Shared Encoder

What is a shared encoder?

The concept of this library is to provide a single model for multiple tasks. To achieve this we place a transformer-based encoder at centre. Data for all tasks will go through this centre encoder. This encoder is called shared as it is responsible for majority of learnings on all the tasks. Further, task specific headers are formed over the shared encoder.

Task specific headers

The encoder hidden states are consumed by task specific layers defined to output logits in the format required by the task. Forward pass for a data batch belonging to say taskA occurs through the shared encoder and header for taskA. The computed loss (which is called as ‘task loss’) is back-propagated through the same path.

Choice of shared encoder

We support multiple transformer-based encoder models. For ease of use, we’ve integrated the encoders from the transformers library. Available encoders with their config names are mentioned below.

Model type Config name Default config
DISTILBERT distilbert-base-uncased distilbert-base-uncased
distilbert-base-cased
BERT bert-base-uncased bert-base-uncased
bert-base-cased
bert-large-uncased
bert-large-cased
ROBERTA roberta-base roberta-base
roberta-large
ALBERT albert-base-v1 albert-base-v1
albert-large-v1
albert-xlarge-v1
albert-xxlarge-v1
albert-base-v2
albert-large-v2
albert-xlarge-v2
albert-xxlarge-v2
XLNET xlnet-base-cased xlnet-base-cased
xlnet-large-cased

Losses

We support following two types of loss functions.

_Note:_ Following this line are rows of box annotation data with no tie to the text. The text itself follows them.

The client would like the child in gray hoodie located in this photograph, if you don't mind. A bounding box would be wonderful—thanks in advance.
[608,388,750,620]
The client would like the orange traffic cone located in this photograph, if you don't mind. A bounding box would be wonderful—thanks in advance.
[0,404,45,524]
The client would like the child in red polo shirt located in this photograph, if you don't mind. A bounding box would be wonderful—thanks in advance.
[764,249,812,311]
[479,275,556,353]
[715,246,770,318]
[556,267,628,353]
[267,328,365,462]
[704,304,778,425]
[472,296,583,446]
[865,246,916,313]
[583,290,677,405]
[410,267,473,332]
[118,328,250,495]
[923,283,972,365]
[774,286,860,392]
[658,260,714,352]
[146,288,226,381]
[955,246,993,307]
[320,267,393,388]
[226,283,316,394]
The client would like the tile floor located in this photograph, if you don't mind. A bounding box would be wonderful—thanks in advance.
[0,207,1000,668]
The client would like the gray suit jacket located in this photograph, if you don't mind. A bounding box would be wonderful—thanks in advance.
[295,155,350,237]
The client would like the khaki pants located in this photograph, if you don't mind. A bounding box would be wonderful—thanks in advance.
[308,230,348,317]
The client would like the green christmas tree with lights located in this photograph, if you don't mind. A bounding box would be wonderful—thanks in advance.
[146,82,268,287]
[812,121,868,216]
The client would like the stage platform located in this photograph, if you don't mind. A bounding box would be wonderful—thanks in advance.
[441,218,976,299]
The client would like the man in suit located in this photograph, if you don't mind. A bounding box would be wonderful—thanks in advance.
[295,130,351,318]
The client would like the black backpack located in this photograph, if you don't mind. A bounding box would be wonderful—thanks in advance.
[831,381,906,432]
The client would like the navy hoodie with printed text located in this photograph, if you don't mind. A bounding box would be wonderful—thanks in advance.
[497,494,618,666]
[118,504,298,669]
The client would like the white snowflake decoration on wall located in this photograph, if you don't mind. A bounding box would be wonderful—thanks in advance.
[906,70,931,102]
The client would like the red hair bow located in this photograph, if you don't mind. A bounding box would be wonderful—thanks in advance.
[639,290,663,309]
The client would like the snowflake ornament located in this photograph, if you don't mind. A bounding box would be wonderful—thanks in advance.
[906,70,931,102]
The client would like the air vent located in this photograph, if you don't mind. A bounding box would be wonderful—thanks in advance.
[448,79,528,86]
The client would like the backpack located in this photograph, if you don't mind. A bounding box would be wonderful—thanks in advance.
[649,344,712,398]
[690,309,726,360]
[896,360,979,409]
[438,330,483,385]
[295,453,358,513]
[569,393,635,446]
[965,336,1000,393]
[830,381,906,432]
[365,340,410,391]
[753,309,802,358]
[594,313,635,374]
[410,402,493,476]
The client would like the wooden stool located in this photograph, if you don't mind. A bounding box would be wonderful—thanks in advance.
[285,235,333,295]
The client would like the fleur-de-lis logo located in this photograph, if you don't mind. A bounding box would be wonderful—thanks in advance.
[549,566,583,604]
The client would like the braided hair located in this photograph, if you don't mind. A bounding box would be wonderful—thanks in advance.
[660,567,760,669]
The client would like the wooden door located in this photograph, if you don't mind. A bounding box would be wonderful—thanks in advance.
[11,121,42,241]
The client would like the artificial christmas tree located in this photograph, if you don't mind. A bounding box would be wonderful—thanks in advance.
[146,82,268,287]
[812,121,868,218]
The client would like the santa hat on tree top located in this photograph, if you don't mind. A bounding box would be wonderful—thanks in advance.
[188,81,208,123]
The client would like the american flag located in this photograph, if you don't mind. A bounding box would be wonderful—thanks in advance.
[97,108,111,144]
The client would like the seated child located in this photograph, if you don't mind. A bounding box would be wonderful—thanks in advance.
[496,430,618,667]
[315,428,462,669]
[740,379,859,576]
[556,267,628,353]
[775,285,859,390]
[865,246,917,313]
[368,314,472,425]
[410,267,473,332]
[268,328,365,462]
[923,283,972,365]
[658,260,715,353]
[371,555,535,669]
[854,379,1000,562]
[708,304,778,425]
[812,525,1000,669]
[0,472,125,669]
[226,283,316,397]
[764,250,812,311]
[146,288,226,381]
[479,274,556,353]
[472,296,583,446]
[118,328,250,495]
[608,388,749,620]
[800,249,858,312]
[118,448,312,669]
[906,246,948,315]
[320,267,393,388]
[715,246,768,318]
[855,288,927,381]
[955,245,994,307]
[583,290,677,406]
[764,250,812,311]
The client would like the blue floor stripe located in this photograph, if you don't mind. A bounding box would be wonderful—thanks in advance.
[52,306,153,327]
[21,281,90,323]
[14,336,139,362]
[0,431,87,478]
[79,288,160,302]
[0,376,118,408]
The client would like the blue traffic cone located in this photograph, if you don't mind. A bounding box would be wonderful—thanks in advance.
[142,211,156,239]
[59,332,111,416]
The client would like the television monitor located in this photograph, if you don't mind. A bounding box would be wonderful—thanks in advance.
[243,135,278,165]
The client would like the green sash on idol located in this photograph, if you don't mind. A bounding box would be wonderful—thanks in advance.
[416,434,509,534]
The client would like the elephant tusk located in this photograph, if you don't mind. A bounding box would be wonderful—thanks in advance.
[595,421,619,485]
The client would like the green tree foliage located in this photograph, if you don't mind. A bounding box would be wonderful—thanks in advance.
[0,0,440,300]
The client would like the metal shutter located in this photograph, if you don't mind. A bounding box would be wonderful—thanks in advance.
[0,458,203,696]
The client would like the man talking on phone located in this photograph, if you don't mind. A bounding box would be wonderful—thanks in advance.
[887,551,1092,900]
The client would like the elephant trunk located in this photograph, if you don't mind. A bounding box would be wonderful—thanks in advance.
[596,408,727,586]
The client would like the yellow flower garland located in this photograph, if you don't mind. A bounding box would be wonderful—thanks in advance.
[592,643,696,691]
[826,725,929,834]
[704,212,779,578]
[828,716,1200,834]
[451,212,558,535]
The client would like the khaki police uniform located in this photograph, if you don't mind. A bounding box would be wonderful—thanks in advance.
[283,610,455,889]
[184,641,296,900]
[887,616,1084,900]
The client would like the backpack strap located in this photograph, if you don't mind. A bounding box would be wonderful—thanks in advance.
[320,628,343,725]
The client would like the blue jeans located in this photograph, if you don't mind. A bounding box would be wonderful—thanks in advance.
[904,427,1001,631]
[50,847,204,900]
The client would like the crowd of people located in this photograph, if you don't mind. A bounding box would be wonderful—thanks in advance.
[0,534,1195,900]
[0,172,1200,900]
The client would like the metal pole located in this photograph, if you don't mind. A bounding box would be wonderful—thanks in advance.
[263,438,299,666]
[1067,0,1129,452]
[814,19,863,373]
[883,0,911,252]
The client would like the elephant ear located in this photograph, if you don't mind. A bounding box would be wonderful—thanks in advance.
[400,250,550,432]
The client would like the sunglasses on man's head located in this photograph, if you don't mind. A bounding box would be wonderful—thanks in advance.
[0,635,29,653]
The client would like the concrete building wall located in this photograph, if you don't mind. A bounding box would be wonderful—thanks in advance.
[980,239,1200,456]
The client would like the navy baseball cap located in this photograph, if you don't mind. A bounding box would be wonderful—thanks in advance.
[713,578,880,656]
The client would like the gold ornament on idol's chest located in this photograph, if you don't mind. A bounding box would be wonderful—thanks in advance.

class models.loss.CrossEntropyLoss(alpha=1.0, name='Cross Entropy Loss')[source]
forward(inp, target, attnMasks=None)[source]

This is the standard cross entropy loss as defined in pytorch. This loss should be used for single sentence or sentence pair classification tasks.

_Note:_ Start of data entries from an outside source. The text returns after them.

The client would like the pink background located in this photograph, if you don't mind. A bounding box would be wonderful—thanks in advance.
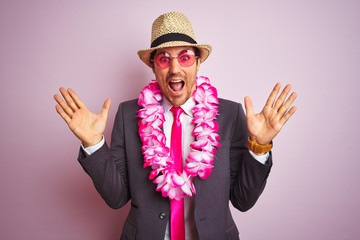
[0,0,360,240]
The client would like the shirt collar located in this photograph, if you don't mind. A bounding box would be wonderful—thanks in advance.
[161,97,196,117]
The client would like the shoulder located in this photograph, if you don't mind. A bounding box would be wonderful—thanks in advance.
[117,99,140,119]
[219,98,241,111]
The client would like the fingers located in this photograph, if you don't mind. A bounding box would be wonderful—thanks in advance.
[55,104,71,124]
[278,92,297,116]
[244,96,254,116]
[273,84,292,111]
[280,106,297,125]
[265,83,281,108]
[60,87,78,112]
[68,88,85,108]
[54,91,74,118]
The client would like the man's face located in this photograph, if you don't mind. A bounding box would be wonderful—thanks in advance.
[153,47,200,106]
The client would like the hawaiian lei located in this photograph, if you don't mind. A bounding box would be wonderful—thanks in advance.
[137,77,221,200]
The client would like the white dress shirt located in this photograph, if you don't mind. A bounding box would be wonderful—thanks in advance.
[82,98,269,240]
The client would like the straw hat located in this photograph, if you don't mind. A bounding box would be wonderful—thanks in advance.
[138,12,212,67]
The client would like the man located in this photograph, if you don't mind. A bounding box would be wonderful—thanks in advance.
[55,12,296,239]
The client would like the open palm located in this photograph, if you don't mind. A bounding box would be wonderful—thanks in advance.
[54,88,111,147]
[245,83,297,145]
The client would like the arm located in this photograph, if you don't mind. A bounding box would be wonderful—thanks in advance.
[230,104,272,211]
[54,88,130,208]
[230,83,297,211]
[78,104,130,209]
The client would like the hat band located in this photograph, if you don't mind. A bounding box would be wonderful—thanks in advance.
[151,33,197,48]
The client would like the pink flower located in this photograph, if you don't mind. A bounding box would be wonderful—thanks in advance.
[153,169,195,200]
[187,150,214,164]
[184,162,213,179]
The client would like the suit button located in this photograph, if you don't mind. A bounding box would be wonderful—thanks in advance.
[159,213,166,220]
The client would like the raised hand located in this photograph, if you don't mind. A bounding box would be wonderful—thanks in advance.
[54,87,111,147]
[244,83,297,145]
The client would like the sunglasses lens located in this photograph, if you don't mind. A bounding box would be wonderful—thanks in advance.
[154,50,196,69]
[178,50,195,67]
[154,53,171,69]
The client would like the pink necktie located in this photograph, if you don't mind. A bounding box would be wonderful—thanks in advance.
[170,107,185,240]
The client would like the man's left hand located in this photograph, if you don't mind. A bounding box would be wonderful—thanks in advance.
[244,83,297,145]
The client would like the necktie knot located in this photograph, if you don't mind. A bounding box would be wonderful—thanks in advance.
[170,107,184,120]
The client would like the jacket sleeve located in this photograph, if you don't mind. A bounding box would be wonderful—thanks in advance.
[78,104,130,209]
[230,104,272,211]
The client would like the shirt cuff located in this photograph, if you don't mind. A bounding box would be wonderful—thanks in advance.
[249,150,269,164]
[81,136,105,156]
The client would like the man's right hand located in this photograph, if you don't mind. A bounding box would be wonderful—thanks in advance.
[54,87,111,147]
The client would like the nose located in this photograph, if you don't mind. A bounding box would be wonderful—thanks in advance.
[169,57,181,73]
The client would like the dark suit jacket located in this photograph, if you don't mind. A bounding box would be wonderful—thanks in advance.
[79,99,272,240]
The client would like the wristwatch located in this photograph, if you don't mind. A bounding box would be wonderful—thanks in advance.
[247,137,272,154]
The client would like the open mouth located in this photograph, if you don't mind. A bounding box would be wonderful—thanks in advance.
[169,80,185,92]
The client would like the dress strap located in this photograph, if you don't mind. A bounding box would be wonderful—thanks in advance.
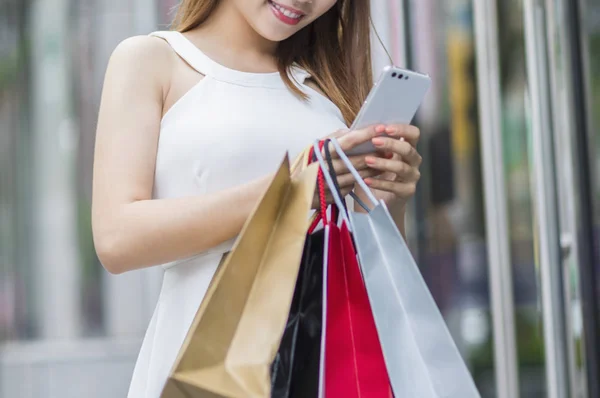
[150,31,214,76]
[150,31,310,89]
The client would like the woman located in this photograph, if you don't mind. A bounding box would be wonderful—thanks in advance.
[93,0,421,398]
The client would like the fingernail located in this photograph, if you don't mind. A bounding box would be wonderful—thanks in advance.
[372,138,385,147]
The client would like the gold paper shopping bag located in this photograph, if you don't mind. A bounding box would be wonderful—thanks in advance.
[162,156,317,398]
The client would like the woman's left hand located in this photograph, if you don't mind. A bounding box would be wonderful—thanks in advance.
[365,125,423,206]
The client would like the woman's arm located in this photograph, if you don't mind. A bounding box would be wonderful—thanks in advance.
[92,37,270,273]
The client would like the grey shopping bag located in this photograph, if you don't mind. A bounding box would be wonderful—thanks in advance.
[330,139,480,398]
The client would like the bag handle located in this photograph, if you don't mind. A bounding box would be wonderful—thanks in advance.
[325,141,371,213]
[331,138,379,211]
[314,140,350,228]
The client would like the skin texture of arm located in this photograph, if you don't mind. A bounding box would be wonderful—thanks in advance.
[92,37,271,274]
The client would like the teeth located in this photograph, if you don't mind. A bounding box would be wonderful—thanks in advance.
[271,3,302,19]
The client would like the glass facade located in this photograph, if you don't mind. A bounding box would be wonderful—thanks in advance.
[0,0,600,398]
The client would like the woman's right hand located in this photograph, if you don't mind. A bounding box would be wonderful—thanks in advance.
[313,126,385,209]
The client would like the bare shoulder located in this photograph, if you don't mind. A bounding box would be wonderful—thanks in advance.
[107,36,174,85]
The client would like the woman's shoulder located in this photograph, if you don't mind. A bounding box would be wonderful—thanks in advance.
[108,36,174,89]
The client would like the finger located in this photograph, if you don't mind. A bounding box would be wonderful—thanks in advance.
[385,124,421,148]
[330,125,385,157]
[365,178,417,198]
[338,168,382,188]
[366,156,421,181]
[372,137,423,167]
[331,156,368,175]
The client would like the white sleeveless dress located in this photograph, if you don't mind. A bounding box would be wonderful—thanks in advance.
[128,32,346,398]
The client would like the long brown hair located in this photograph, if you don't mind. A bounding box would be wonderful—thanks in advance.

To use this loss for training, set loss_type : CrossEntropyLoss in task file

class models.loss.NERLoss(alpha=1.0, name='Cross Entropy Loss')[source]
forward(inp, target, attnMasks=None)[source]

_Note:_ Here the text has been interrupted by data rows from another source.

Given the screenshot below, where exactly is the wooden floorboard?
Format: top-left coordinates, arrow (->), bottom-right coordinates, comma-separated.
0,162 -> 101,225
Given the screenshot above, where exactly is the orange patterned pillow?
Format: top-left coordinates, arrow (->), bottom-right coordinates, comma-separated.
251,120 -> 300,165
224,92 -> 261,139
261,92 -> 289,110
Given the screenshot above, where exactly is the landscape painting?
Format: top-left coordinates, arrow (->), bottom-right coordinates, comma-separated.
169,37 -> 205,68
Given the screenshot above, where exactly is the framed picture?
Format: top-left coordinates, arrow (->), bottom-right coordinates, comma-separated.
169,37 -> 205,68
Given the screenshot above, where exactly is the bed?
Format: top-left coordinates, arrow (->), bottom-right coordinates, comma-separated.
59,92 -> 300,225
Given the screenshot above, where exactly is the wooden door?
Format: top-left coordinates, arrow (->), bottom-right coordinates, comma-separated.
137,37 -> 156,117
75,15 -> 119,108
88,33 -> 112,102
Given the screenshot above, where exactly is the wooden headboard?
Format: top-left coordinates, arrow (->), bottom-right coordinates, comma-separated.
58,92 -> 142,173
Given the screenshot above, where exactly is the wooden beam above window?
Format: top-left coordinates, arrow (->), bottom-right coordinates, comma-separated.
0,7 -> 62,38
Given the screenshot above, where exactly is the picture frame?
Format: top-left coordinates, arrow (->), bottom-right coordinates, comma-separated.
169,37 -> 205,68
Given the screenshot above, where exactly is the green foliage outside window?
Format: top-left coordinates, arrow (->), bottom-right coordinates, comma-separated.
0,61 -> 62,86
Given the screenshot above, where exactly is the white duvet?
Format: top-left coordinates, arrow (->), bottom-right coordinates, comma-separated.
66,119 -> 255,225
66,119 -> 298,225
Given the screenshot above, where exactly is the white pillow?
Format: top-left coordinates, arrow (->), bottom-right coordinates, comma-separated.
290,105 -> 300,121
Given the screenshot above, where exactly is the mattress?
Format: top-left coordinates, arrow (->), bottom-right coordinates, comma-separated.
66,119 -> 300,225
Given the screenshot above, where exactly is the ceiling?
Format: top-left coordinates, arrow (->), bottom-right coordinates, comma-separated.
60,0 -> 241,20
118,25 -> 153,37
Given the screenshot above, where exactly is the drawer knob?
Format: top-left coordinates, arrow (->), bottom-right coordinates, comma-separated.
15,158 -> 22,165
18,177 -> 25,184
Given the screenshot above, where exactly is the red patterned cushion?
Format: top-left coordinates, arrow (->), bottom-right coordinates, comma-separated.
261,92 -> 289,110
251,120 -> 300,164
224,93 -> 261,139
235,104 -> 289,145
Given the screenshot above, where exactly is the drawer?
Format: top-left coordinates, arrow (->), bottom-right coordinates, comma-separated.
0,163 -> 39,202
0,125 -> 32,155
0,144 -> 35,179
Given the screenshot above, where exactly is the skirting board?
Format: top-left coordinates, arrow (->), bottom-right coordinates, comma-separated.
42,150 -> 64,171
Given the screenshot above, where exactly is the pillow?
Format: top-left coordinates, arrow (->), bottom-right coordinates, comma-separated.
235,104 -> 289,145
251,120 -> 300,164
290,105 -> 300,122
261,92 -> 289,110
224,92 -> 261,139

This loss is a modified version of cross entropy loss for NER/sequence labelling tasks. This loss ignores extra ‘O’ values through attention masks.

To use this loss for training, set loss_type : NERLoss in task file

Metrics

For evaluating the performance on dev and test sets during training, we provide the following standard metrics.

File for creating metric functions

utils.eval_metrics.classification_accuracy(yTrue, yPred)[source]

Accuracy score for classification tasks using the label provided in file and predictions from multi-task model. It takes a batch of predictions and labels.

To use this metric, add classification_accuracy into list of metrics in task file.

Parameters:
  • yPred (list) – [0, 2, 1, 3]
  • yTrue (list) – [0, 1, 2, 3]
utils.eval_metrics.classification_f1_score(yTrue, yPred)[source]

Standard f1 score from sklearn for classification tasks. It takes a batch of predictions and labels.

To use this metric, add classification_f1_score into list of metrics in task file.

Parameters:
  • yPred (list) – [0, 2, 1, 3]
  • yTrue (list) – [0, 1, 2, 3]
utils.eval_metrics.seqeval_f1_score(yTrue, yPred)[source]

f1 score for NER/sequence labelling tasks taken from the seqeval library.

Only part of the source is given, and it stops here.